Member Referral Benefit
Offer $5 off a member’s monthly fee for each person they refer who joins. The benefit stays in effect as long as both people keep their membership account in good standing. Club software allows tracking of all referrals and automatically adjusts the EFT. If the referred member leaves, the software will recognize that and adjust accordingly. The reward is an increase in a member’s length of stay.
Employee Time Clock
Stop wasting payroll dollars on someone adding up time cards. Take advantage of your software and assign a scan card to each employee to clock in/out.
Point-of-Sale
Sell and redeem gift cards, packages for personal training, tanning, childcare and/or punch cards. Manage inventory and analyze profit margins. Track all income and services. Generate trainer commission reports, outstanding balances, available sessions, credit availability and deferred revenue (liability) on the prepaid members.
Annual Maintenance Fee
Charge an annual fee and collect it via EFT – typically $20 to $50, depending on average dues and demographics. Use it towards improvements or equipment. Charge it the same month each year, applicable to all members.

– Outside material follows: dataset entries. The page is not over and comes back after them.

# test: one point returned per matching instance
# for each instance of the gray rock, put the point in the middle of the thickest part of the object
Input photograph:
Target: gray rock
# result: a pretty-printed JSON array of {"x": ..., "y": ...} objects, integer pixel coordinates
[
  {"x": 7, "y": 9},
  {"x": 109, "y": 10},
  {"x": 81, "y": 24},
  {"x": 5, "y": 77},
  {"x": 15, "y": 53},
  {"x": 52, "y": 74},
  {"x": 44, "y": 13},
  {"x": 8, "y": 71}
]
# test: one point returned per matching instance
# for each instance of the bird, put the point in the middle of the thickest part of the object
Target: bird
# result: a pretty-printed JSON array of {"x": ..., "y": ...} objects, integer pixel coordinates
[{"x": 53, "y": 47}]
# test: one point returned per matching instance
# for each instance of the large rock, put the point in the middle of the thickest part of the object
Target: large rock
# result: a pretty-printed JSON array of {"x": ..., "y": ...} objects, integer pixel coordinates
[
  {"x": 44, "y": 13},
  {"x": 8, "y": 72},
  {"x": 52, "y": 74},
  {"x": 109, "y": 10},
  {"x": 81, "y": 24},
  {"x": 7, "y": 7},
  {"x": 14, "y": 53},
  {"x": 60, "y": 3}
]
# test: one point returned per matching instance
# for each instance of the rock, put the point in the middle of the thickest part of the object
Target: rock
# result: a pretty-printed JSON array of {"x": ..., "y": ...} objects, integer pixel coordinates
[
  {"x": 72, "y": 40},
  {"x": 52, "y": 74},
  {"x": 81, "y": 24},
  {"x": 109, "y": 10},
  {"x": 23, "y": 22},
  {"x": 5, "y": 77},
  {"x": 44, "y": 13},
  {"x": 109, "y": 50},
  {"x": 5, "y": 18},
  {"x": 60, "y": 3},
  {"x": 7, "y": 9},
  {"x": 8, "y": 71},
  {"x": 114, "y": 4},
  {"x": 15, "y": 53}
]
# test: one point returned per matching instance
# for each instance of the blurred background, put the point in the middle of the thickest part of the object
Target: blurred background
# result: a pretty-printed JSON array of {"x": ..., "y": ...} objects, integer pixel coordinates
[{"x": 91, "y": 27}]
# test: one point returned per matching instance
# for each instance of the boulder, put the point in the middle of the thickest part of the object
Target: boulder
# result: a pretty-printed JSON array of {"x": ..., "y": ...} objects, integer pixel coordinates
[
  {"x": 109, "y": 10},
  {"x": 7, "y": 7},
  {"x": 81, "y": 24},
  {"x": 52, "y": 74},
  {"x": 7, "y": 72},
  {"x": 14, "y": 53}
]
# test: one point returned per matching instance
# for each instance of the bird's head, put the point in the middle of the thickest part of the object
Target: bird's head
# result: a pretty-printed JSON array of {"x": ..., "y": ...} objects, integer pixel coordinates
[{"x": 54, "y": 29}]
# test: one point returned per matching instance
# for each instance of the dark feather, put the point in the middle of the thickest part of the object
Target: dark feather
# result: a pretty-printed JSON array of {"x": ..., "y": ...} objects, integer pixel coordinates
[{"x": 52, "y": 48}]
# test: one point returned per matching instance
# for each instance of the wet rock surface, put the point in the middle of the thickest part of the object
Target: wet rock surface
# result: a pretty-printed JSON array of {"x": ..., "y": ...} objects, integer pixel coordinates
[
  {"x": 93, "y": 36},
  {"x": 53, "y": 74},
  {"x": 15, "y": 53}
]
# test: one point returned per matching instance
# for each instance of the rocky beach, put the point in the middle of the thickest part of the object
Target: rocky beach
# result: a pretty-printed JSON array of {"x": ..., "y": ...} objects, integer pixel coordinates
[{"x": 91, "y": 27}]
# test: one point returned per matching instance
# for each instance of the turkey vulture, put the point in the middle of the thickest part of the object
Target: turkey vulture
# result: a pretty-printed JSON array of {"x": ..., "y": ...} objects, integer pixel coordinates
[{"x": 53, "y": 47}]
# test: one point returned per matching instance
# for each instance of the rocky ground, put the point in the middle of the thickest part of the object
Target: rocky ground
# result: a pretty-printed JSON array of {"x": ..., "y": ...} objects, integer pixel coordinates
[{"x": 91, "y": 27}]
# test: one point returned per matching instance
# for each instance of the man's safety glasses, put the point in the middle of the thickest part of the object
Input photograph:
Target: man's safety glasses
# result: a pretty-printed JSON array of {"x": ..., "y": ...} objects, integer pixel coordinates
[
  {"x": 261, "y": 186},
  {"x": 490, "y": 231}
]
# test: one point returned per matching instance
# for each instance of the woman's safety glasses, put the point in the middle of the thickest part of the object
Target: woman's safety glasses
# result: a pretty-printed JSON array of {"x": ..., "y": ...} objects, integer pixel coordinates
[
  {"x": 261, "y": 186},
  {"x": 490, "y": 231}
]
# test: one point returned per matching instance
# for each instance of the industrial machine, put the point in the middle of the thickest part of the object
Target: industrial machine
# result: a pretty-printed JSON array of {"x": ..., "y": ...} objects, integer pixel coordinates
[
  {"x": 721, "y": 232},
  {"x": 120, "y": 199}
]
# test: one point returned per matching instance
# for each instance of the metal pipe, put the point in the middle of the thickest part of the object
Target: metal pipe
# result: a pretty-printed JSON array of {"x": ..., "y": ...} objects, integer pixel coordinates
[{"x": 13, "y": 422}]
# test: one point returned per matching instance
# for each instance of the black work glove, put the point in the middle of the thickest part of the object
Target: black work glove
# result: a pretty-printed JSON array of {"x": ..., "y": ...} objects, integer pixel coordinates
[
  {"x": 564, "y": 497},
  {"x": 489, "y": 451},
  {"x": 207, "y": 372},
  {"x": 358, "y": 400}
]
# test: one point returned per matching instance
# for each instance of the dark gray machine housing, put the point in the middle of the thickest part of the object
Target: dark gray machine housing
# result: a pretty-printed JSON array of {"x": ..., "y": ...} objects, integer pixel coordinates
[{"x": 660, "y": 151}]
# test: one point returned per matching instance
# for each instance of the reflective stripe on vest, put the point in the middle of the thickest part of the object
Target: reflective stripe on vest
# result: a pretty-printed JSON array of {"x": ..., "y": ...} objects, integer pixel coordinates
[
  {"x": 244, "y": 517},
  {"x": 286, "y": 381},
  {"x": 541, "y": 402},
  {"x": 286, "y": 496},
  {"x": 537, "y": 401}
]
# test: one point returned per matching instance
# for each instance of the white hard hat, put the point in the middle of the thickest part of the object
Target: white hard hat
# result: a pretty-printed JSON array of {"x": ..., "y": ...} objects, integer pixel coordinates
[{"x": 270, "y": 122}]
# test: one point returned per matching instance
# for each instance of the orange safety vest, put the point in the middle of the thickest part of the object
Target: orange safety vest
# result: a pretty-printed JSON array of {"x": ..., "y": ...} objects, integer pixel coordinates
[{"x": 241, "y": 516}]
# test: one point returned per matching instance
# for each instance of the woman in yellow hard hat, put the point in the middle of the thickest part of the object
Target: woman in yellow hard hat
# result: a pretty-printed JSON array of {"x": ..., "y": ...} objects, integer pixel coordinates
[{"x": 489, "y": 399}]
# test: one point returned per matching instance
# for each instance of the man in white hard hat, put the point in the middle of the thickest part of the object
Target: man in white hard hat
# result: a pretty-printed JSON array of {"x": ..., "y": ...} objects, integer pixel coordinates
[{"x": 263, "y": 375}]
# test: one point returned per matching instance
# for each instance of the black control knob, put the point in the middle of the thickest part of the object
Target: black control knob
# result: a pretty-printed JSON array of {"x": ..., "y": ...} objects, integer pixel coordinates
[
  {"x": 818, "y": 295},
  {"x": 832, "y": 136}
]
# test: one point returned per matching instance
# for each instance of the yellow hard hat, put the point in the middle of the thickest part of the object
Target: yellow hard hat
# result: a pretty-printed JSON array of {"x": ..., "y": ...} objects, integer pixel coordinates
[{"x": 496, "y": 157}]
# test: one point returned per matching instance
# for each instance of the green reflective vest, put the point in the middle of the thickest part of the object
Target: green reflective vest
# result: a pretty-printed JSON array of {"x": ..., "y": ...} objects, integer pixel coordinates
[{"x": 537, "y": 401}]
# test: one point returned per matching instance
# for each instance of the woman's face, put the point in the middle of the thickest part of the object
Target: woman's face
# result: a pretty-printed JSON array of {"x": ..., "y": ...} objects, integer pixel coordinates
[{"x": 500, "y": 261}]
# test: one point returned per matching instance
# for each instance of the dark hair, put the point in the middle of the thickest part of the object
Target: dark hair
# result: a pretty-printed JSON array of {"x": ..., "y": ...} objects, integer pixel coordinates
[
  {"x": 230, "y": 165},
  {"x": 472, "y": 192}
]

Web Joins & Online Purchasing
Utilize your Web site to allow prospects to join online, book court time, lessons, appointments or personal training. It’s a form of marketing that can’t be ignored in today’s marketplace.
Receivables Management
Immediate follow up on returns is key: send a letter out within 24 to 48 hours with follow-up phone calls to recover unpaid dues and capture new billing information. Members who are dealt with properly respond positively and provide the revised information when asked.
Check your billing provider for help managing delinquent accounts. This service should be optional and free. Never pay per-account or activator fees. They may keep the service fee that’s billed to the member and the club gets 100 percent of its dues. If the account is never collected upon, the club pays nothing. This keeps the pressure on the service provider to do their job and recover potentially lost revenue.
Bottom Line
The bottom line – you need the freedom to work on your business as well as in it. Strong, well-developed revenue generators can provide financial stability and the profitability needed to achieve that freedom.
Great article. Having a business, your own business really needs your love and focus to be successful.